What: Apparel retailer and apparel maker Guess? (NYSE:GES) saw its stock decline 12% in March, according to data provided by S&P Global Market Intelligence.

GES Chart

GES data by YCharts

Shares rose sharply in February -- and even touched a 52-week high -- but took a step back last month after the company announced disappointing fourth-quarter results.

So what: Sales in the holiday quarter fell 6% worldwide as Guess? enjoyed solid demand growth in Europe and steady gains in the U.S., but posted a near 20% sales decline in Asia. Profitability declined, with gross margin shrinking by a full percentage point to 36.5% of sales. That weakness was the key reason why earnings slipped 10% to $0.57 per share.

"There is still more work to be done, but I am convinced that the initiatives we have started to implement in the last few months have contributed to these encouraging results," CEO Victor Herrero said in a press release.

Now what: While Wall street was projecting slightly higher profits last quarter, the real issue was the weak earnings guidance Guess? gave for fiscal 2016. Management forecasts that operating margins will sink to as low as -5% next quarter before rebounding to just 4.5% for the full year.

Source: Guess?

If that happens, it will erase the profitability gains that Guess? has managed over the past few years: Operating margin was 5.5% in 2015, up from 5.2% in 2014.
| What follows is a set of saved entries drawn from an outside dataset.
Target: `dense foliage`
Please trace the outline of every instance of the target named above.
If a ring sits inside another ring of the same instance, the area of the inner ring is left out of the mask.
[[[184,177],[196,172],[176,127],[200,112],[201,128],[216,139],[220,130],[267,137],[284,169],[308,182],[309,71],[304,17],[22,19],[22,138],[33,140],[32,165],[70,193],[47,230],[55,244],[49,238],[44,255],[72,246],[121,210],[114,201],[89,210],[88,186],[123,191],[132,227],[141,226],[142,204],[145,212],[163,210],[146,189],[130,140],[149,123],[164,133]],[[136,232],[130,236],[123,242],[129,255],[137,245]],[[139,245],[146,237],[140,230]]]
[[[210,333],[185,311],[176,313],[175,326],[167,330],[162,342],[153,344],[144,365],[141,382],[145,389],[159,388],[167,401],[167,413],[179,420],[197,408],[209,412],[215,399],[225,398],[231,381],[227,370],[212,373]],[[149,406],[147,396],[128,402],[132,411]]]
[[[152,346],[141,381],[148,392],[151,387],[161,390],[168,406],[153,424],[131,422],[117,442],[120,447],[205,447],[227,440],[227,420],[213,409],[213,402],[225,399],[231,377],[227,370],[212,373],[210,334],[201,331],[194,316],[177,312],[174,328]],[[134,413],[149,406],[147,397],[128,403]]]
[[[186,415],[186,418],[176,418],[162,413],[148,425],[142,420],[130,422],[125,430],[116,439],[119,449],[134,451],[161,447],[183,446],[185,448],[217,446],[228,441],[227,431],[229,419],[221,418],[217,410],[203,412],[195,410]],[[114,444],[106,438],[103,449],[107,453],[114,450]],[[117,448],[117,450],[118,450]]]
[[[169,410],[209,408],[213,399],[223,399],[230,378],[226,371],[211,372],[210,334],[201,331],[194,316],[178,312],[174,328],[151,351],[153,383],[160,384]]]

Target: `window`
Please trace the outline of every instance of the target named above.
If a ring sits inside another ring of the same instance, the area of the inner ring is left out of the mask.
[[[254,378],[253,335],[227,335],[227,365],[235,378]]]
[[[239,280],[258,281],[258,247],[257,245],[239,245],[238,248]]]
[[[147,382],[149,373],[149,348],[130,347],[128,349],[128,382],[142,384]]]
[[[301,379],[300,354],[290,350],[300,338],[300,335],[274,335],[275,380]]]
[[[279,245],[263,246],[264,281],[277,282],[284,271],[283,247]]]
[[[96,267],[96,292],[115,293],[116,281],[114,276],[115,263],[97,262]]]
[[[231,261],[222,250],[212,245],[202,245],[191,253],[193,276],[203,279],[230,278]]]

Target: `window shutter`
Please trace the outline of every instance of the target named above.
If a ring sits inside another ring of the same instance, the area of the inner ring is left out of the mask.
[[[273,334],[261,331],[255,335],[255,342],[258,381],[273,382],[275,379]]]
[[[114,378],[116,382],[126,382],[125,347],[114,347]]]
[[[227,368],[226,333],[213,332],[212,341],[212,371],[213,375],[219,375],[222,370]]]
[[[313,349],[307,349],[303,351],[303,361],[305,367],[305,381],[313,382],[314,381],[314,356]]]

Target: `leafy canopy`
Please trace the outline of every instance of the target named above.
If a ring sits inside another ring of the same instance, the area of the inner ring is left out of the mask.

The good news is that the company should log significant sales growth this year thanks to contributions from a booming e-commerce business, a growing store base, and steady revenue gains at existing locations. Meanwhile, Herrero's long-term target still calls for hitting an impressive 7.5% operating margin over the next three fiscal years, even if 2016 will mark a step back from that goal.

Ultimately, investors didn't find a lot of evidence to support that long-term profitability target in the latest operating results, and so Guess?' stock declined to account for the slowing earnings growth profile.